Counterfeit designer goods are big business - and one that's still growing. But, as more designers start to address it on the catwalk as well as in the courtroom, will they have the last laugh? For the issue of British Vogue, fashion features editor Ellie Pithers went behind the scenes of the fightback.

Fakes have always been big business, not least because the spectrum of counterfeited and pirated goods (whereby trademarks and copyright, known as intellectual property, are infringed) is mammoth. From synthetic Viagra to fake brake-pads to rip-off Ray-Bans to infringed trademarks on strawberries (yes, really), faking it has long been lucrative. According to a report published by the Organisation for Economic Co-operation and Development in April 2016, however, the industry has exploded in recent years. In 2007, the value of cross-border trade in fakes was thought to be $250 billion, or 1.8 per cent of total global imports. The latest report estimates the figure was closer to $461 billion in 2013, and 2.5 per cent – the equivalent of the GDP of Austria. 
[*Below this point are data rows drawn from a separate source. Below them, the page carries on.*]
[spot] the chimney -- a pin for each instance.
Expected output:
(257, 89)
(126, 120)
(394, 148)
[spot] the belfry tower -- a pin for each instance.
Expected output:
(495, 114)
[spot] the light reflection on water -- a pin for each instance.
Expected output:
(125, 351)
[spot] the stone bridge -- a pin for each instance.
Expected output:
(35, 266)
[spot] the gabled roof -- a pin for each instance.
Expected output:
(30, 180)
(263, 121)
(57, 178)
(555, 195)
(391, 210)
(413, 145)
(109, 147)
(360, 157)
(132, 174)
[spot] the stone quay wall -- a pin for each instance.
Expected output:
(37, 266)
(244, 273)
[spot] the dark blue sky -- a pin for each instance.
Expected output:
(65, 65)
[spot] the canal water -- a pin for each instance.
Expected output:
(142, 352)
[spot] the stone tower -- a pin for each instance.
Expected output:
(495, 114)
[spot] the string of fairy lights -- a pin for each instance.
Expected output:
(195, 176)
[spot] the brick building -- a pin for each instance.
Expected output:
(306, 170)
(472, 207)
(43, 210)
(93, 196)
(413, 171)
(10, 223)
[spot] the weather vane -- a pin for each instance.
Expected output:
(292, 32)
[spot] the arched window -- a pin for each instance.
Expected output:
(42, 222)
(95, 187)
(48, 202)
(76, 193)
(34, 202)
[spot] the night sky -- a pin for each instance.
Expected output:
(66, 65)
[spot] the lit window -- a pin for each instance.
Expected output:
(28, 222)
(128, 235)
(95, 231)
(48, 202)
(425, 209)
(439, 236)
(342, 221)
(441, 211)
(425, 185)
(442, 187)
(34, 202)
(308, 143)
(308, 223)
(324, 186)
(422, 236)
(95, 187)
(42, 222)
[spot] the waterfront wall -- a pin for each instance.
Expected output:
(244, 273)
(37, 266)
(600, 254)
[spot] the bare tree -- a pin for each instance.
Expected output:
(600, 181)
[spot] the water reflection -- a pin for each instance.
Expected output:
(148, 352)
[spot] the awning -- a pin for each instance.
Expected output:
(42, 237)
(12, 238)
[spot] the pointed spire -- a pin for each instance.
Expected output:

In October 2015 Belstaff won $42 million in damages from 676 websites selling illegal counterfeit goods. Belstaff identified 3,000 websites selling fakes, some 800 of which were managed by one individual in China. 

“To the customers who are searching for a fake: do you want to buy from someone who is paid maybe a couple of cents for an hour’s work? Who works in awful conditions? Where that piece that you’re buying is full of chromium and polluting the environment? Getting a fake is almost as criminal as stealing.”